Agências vivem apagão de talentos
As companhias brasileiras estão enfrentando um apagão de talentos. Um relatório da agência norte-americana de recrutamento Manpower aponta que o Brasil é o segundo país onde mais faltam profissionais capacitados, somente atrás do Japão. No mercado brasileiro, a pesquisa indica que 68% das empresas reportaram dificuldade em recrutar gente em 2013. No caso das agências de publicidade, cuja atuação vem mudando nos últimos anos com a entrada do digital, o cenário também preocupa.
“O papel da agência está mudando dramaticamente. Mesmo quem está se formando nas melhores universidades não chega preparado. Temos que capacitar muita gente”, diz Marcelo Tripoli, chief creative officer da SapientNitro para a América Latina. O criativo afirma que as habilidades que mais faltam dividem-se entre pensamento estratégico e conhecimentos práticos. Com a entrada do digital, as agências precisam criar aplicativos para marcas, plataformas online responsivas e entender muito mais de tecnologia para comprar mídia. A entrada do conceito de real-time bidding, de compra programática, por exemplo, mudou o papel do mídia, afirma Tripoli.
“A mentalidade tradicional desse profissional era usar dados do Ibope e negociar com o veículo a inserção. O novo profissional precisa lidar com DSPs [Demand Side Platforms], auditoria de tráfego, publicidade comportamental. Esse profissional está precisando de uma série de conhecimentos técnicos”, reforça ele.

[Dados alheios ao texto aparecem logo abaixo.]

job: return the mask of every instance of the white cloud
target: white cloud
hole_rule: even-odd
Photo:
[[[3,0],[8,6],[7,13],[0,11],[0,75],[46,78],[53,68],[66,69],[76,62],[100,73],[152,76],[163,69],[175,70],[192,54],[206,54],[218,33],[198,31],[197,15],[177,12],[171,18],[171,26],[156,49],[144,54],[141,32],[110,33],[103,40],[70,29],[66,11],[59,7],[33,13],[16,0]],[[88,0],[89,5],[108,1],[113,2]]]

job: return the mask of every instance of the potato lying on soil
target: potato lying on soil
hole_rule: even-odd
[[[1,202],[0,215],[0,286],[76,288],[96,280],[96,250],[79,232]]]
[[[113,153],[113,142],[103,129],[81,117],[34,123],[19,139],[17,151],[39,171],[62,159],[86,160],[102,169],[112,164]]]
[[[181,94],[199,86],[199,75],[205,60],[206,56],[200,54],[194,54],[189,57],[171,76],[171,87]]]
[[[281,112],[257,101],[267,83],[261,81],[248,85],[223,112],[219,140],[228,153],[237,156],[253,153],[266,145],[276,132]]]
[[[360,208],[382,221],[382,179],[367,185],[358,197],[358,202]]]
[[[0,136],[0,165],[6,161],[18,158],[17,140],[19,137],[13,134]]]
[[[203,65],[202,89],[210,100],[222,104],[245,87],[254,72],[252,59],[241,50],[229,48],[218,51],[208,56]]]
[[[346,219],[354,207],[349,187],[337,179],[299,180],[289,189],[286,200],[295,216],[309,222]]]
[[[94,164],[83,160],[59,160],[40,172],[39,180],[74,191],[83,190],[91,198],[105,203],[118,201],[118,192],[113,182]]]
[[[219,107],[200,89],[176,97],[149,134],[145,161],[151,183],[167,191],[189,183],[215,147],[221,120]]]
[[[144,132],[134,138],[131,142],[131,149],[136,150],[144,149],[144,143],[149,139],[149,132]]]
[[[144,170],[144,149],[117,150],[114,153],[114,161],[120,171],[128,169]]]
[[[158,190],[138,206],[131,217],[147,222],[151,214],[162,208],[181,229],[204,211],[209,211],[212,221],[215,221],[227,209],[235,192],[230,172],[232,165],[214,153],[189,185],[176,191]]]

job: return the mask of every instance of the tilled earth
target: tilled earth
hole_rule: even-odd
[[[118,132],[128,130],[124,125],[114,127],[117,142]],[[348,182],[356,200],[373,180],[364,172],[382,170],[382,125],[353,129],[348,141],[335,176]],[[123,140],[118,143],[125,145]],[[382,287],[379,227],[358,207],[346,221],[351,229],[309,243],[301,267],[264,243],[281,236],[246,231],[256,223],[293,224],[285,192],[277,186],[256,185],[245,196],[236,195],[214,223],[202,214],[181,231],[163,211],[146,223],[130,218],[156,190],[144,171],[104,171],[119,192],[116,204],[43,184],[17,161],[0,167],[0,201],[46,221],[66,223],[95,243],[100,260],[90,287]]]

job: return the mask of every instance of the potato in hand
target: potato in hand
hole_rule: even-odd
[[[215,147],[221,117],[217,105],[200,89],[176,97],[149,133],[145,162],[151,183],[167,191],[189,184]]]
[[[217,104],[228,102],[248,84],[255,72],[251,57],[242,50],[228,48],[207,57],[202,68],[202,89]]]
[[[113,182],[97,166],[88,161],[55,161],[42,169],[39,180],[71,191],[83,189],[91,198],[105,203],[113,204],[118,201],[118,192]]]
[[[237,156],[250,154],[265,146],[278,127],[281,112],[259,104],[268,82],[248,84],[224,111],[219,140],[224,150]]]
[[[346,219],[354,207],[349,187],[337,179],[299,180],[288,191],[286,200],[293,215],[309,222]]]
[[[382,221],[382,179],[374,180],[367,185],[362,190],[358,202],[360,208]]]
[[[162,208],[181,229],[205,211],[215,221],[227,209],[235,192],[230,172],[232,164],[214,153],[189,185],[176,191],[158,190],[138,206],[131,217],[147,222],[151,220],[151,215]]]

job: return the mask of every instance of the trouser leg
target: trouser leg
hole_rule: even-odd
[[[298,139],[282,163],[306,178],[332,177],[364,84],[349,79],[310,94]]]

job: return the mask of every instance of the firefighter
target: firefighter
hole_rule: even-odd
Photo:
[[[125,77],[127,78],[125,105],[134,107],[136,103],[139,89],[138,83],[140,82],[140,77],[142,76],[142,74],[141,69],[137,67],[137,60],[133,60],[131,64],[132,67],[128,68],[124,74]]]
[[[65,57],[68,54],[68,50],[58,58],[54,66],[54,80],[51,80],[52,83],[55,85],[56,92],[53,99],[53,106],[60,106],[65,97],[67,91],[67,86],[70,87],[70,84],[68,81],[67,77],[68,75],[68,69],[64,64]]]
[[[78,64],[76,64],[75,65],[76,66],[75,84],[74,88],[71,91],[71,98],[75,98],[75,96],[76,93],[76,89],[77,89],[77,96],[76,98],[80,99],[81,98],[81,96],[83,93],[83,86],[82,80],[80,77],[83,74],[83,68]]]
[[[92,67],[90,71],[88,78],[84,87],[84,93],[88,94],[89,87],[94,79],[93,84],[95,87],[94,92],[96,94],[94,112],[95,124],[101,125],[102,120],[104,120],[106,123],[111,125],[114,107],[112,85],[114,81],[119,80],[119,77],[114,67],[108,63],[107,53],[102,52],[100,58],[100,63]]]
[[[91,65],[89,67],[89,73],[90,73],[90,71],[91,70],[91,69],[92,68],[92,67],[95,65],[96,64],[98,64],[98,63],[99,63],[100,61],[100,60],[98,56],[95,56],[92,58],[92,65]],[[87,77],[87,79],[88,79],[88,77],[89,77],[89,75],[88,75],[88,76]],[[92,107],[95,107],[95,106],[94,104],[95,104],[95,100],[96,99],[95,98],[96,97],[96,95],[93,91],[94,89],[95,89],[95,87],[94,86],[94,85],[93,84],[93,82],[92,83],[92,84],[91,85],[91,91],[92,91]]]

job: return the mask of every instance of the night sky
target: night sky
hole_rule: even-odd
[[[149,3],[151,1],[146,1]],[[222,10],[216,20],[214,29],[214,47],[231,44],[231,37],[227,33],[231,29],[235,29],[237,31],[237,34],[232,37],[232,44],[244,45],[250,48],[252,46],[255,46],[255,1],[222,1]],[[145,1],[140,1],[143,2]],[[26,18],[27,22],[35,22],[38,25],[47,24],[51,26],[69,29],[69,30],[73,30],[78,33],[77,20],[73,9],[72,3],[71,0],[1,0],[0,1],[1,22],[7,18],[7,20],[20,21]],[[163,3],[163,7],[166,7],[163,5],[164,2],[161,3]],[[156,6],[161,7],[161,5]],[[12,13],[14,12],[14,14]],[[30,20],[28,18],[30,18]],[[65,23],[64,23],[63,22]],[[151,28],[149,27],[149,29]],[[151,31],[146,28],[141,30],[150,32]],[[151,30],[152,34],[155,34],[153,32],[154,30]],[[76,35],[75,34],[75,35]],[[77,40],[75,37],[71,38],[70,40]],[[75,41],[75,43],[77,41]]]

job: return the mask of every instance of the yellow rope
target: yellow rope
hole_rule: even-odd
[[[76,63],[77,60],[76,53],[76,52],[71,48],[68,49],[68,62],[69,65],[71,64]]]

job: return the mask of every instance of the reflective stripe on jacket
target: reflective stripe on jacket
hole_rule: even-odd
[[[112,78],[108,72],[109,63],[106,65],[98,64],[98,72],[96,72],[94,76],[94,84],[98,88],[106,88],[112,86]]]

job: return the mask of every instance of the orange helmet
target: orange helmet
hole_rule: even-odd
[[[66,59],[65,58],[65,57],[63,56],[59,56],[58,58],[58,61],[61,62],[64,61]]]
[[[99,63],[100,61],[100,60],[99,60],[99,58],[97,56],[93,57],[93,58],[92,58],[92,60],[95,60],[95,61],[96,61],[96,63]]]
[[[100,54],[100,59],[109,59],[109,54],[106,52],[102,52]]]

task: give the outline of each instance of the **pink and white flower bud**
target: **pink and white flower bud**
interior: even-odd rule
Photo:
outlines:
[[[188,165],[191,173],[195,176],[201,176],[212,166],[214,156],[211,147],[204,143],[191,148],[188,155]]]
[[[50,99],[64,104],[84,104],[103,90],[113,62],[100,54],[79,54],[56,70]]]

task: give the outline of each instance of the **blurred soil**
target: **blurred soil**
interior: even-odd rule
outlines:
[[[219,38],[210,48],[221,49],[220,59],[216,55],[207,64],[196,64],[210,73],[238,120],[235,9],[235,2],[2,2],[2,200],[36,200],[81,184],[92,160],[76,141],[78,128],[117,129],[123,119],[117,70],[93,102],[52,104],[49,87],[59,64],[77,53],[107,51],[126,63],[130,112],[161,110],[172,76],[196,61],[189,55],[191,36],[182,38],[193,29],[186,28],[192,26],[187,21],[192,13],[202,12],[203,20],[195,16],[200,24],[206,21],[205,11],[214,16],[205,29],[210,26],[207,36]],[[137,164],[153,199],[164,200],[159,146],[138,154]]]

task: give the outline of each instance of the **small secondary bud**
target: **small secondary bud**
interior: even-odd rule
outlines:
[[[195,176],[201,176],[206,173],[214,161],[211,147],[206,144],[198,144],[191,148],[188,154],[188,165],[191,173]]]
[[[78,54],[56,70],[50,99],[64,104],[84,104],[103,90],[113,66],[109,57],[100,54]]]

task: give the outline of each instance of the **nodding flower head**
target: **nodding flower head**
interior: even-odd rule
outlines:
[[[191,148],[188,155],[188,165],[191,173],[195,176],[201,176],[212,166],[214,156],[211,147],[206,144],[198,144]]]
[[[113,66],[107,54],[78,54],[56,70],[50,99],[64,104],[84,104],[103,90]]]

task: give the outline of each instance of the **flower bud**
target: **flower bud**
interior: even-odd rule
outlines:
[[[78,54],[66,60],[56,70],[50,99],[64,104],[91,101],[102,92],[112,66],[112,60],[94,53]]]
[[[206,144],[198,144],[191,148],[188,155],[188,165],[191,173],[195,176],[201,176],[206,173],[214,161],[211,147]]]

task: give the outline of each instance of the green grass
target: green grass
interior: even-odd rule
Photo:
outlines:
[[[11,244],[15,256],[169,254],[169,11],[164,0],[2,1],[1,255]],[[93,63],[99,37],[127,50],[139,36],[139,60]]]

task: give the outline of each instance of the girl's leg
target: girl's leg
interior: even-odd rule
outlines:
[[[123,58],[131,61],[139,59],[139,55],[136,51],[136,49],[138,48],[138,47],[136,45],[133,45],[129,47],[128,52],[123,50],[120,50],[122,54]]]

Na SapientNitro São Paulo, há 10 vagas abertas nas áreas de mídia, planejamento e de conteúdo, e o tempo para recrutar profissionais pode chegar a oito semanas. “Esse tempo é muito mais do que eu gostaria. O cliente não fica nem um pouco feliz com a espera”, conta.
Na R/GA, conhecida pela sua ligação com tecnologia, a solução foi trazer profissionais de fora. Um setor inteiro, de user experience, é formado por estrangeiros e brasileiros que estavam no exterior. “Está muito difícil encontrar as pessoas certas. Desde que chegamos ao Brasil, há três anos e meio, tem sido complicado”, afirma Paulo Melchiori, diretor-executivo de criação da R/GA.
Para ele, a habilidade mais em falta é o pensamento integrado. “Muito se fala sobre isso, mas poucos sabem de fato fazer. Campanha integrada é um conceito grande para nós, que envolve desde social media a ponto de venda e TV. A maioria dos profissionais hoje sabe fazer só uma dessas coisas”, aponta. “Não queremos alguém que saiba fazer tudo. Mas precisamos de pessoas que saibam ligar os pontos, que entendam conceitualmente o papel de cada peça na campanha”, explica.
Na agência hoje há 11 vagas abertas, sendo oito só na criação. “Elas vão de diretor de criação e designer, que trabalha a parte gráfica, a redatores e experience designer, que trabalha a parte de interatividade e experiência”, detalha.
As ciências duras
O problema que o digital impõe às agências é a inclusão de ciências como a matemática e a engenharia no dia a dia da operação, analisa Fábio Gerab, doutor em Física Aplicada pela USP e chefe do Departamento de Matemática da FEI-São Bernardo. “O digital é conhecimento de matemática pura. As pessoas do marketing e da comunicação resistem à ideia de que ela faz parte do jogo.”
Ele avalia que as equipes de marketing precisam cada vez mais de um “núcleo duro” dentro das agências para dar conta de criar soluções em digital. Esse entendimento também altera onde as agências irão recrutar profissionais. Na SapientNitro São Paulo, por exemplo, um quinto das 100 pessoas da agência é formado por engenheiros. “Nós já olhamos para cursos de engenharia. Eles são ótimos para pensar na concepção do produto”, diz Tripoli.
Para o mercado, o problema está nas universidades, que não formam profissionais conectados às demandas do mercado. Para a academia, a indústria quer pessoas operacionais demais. “A necessidade que temos é de profissionais capazes de pensar, de analisar de forma sistêmica. O aprendizado sobre o uso das ferramentas vem do mercado”, opina Beth Saad, coordenadora do curso de Comunicação Digital da USP.
Para Gustavo Burnier, sócio e diretor de operações digitais da AlmapBBDO, falta uma política de gestão de novos talentos dentro das agências. “Onde estão as que fazem treinamento? Estamos perpetuando o problema. Não se discute projetos de gestão para os talentos”, afirma.
A formação de profissionais dentro de casa é uma das soluções encontradas pela R/GA para lidar com o apagão de talentos da indústria, afirma Melchiori. Outra iniciativa da agência foi criar, junto com a Miami Ad/School, uma disciplina de experience design no curso de Direção de Arte. “Para nós, é importante ajudar a formar pessoas para que conheçam nossa visão e que depois queiram trabalhar com a gente.”